Von Martina Springer 21.12.2003, 18:05

Halle/MZ. - "Es war toll, so eine Gemeinschaft zu erleben und von ihr getragen zu werden", sagt Bärbel Heisig. Und die 37-Jährige sagt es in dem Wissen, kaum der landläufigen Vorstellung über eine Oberin entsprochen zu haben. Nie gab es eine Leiterin der Diakoniegemeinschaft, die bereits mit 29 Jahren ihr Amt antrat. Nie zuvor gab es eine weltliche, verheiratete Oberin, die ohne Haube, dafür zuweilen in Jeans oder Minirock Andachten hielt. "Umso mehr ist ihr Einsatz für die Schwesternschaft zu würdigen, auch ihr Engagement in der Diakoniegemeinschaft", sagt Propst Martin Herche, Kuratoriumsvorsitzender im Diakoniewerk.

Ungewöhnlich waren schon die Umstände, unter denen Bärbel Heisig, damals Mitarbeiterin im Pflegeheim der Diakonie, zur Oberin wurde. "Ich hatte mich in einer Rede sehr kritisch mit der Arbeit hier auseinander gesetzt", erzählt sie."Als ich kurz danach per Telefon zum Rektor bestellt wurde, dachte ich: 'Jetzt kriegst du einen Rüffel'." Doch sie habe etwas ganz anderes erhalten - das Angebot, Oberin zu werden.
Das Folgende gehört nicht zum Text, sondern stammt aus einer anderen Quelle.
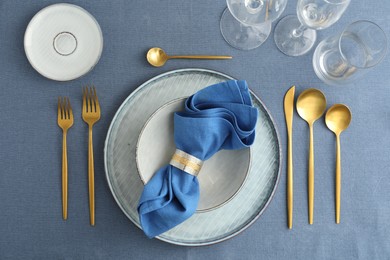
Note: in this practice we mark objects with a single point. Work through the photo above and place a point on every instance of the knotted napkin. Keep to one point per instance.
(217, 117)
Sie hat es, nach unzähligen Gesprächen mit ihrem Mann, der die Altenhilfe der Diakonie leitet, angenommen.

Was folgte, war "ein großer Packen Arbeit", wie sie sagt. "Aber das war mir von Anfang an klar" - immerhin seien hier 800 Mitarbeiter beschäftigt. Als Oberin gehörte sie zum Vorstand. Ihre speziellen Geschäftsbereiche waren die Kindertagesstätte und das Behindertenwohnheim, doch das Aufgabenfeld habe weit mehr umfasst. Sie sei Seelsorgerin gewesen und Sterbebegleiterin, sie habe Andachten gehalten und Aussegnungen vorgenommen, Feste und Feiern ebenso organisiert wie Bibelkurse. "Und wenn es nötig war, habe ich auch Gardinen selbst gekauft."
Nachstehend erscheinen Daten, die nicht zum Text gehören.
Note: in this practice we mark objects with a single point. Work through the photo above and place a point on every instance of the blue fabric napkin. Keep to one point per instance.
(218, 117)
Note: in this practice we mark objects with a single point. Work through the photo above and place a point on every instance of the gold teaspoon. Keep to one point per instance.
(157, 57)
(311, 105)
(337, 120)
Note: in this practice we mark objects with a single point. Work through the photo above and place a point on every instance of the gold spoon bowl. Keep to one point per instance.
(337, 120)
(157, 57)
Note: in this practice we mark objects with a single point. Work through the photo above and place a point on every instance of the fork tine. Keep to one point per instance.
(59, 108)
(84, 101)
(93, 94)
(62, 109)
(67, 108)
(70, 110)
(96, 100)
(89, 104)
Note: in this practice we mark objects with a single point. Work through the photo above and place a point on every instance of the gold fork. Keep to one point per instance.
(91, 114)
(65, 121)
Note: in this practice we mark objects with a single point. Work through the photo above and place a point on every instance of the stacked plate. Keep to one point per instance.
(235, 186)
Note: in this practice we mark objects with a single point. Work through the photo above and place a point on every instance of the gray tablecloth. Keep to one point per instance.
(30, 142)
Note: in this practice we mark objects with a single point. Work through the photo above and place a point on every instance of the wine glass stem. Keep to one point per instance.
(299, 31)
Nun also scheidet Bärbel Heisig aus dem Amt. Erneut kandidieren wollte sie nicht, "weil andere Strukturen geschaffen werden sollen und die neue Oberin Aufgaben haben wird, mit denen ich mich nicht so recht anfreunden konnte". Obwohl die gelernte Erzieherin der Diakonie erhalten bleibt - sie wird wieder im Bereich der Altenhilfe arbeiten -, fällt ihr der Abschied vom Amt der Oberin schwer.
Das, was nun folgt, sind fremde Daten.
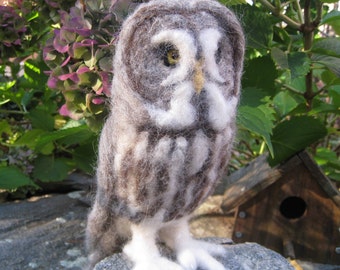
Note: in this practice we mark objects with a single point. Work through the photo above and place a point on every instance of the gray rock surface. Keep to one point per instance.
(248, 256)
(47, 233)
(43, 233)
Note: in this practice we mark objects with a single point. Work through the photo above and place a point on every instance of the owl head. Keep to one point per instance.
(180, 62)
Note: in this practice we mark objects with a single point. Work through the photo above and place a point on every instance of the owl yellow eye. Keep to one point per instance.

Auch "um dem Ganzen ein bisschen die Traurigkeit zu nehmen", hat sie sich zum Abschied am Sonntag "statt einer langen Liste von Grußworten" einen Auftritt der Kabarettistin Ulrike Böhmer gewünscht. "Weil ich Kabarett sehr liebe, weil Frau Böhmer wie ich aus Dortmund stammt - und weil sie in ihren Programmen auch die Kirche aufs Korn nimmt."